After our mother’s demise—we recently commemorated her 40th day—I have been contemplating more and more about mortality, particularly mine, in the context of my legacy, and by legacy, I am not referring to material wealth but life lessons. I hope that I would be remembered for how I have lived my own life, how I treated people, the things I have said and done; in other words, I would want to be missed.

A quiet path to the horizon, reflecting a search for faith, meaning, and the people we miss.

If I dare to again explore my forgotten faith and return to Our Father’s home like the Prodigal Son, I just might find my way again.

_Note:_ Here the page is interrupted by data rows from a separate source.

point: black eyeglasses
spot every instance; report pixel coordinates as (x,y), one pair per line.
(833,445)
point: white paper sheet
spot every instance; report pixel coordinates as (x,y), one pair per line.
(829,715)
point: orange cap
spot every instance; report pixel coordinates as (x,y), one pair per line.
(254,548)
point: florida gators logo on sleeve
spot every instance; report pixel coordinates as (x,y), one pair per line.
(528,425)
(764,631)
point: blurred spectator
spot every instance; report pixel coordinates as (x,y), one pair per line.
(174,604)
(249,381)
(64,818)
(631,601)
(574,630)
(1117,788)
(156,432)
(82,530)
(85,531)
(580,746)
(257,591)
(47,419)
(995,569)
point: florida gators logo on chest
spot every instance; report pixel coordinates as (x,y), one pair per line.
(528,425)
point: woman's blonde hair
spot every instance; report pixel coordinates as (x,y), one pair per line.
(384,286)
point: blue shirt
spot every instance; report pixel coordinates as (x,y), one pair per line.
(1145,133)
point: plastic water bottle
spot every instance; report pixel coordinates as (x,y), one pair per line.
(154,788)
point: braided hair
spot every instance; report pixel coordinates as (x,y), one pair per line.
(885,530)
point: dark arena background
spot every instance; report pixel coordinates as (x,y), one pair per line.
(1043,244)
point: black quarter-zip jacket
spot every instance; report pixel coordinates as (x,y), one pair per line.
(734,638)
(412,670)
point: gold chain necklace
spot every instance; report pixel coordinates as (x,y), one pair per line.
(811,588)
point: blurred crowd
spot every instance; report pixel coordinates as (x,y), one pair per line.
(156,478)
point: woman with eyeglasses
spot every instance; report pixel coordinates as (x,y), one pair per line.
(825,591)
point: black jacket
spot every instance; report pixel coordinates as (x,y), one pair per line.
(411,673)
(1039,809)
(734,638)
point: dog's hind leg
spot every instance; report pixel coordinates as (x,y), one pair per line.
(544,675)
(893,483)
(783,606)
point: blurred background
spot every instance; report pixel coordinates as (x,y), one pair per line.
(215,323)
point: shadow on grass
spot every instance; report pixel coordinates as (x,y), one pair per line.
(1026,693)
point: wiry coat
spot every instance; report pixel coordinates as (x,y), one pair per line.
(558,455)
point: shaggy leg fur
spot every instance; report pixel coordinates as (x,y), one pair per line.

I don’t know if my Camino de Santiago pilgrimage two years ago was a sign of things to come, but if it was, it was a pretty good place to start.

And perhaps that is why watching Jesus Christ Superstar at this point in my life hits differently, more deeply. When I first heard it as a child, I was captivated by the music. As a teenager, I was fascinated by its narrative. Today, I find myself reflecting on it as Jesus did in the Garden of Gethsemane.

In Act Two, Jesus cries out: “I’d want to know, I’d want to know, My God / Want to see, I’d want to see, My God.” It is a line filled with uncertainty but also with hope—the hope that there is something beyond our limited understanding.

Like sharing a final cup of tea with the Grim Reaper, a quiet pause before a hoped-for reunion beyond life.

I am neither an atheist nor an agnostic, but I do question far more than I would believe. As I grow older, and as more of the people I know depart ahead of me—there have been a few of them this year alone—I find myself wanting to know, wanting to see what really lies ahead after taking the Grim Reaper’s cup of tea in Guardian: The Lonely and Great God.

If there is, indeed, something after this life, then someday I will see my father again. I would want to remember him and him to recognize me. Like all the other fathers I have known—good fathers, flawed fathers, absent fathers, heroic fathers—he ought to be there somewhere in that great celestial reunion. He should be there.

And then, what will we talk about? I honestly do not know. Perhaps we will argue about some classic movie. Perhaps I will thank him for all the things I only learned to appreciate after becoming a parent myself. Perhaps we will discuss whether Jesus Christ Superstar was better on stage or on film.

Or perhaps, as always, we will simply watch a movie together. That would be enough.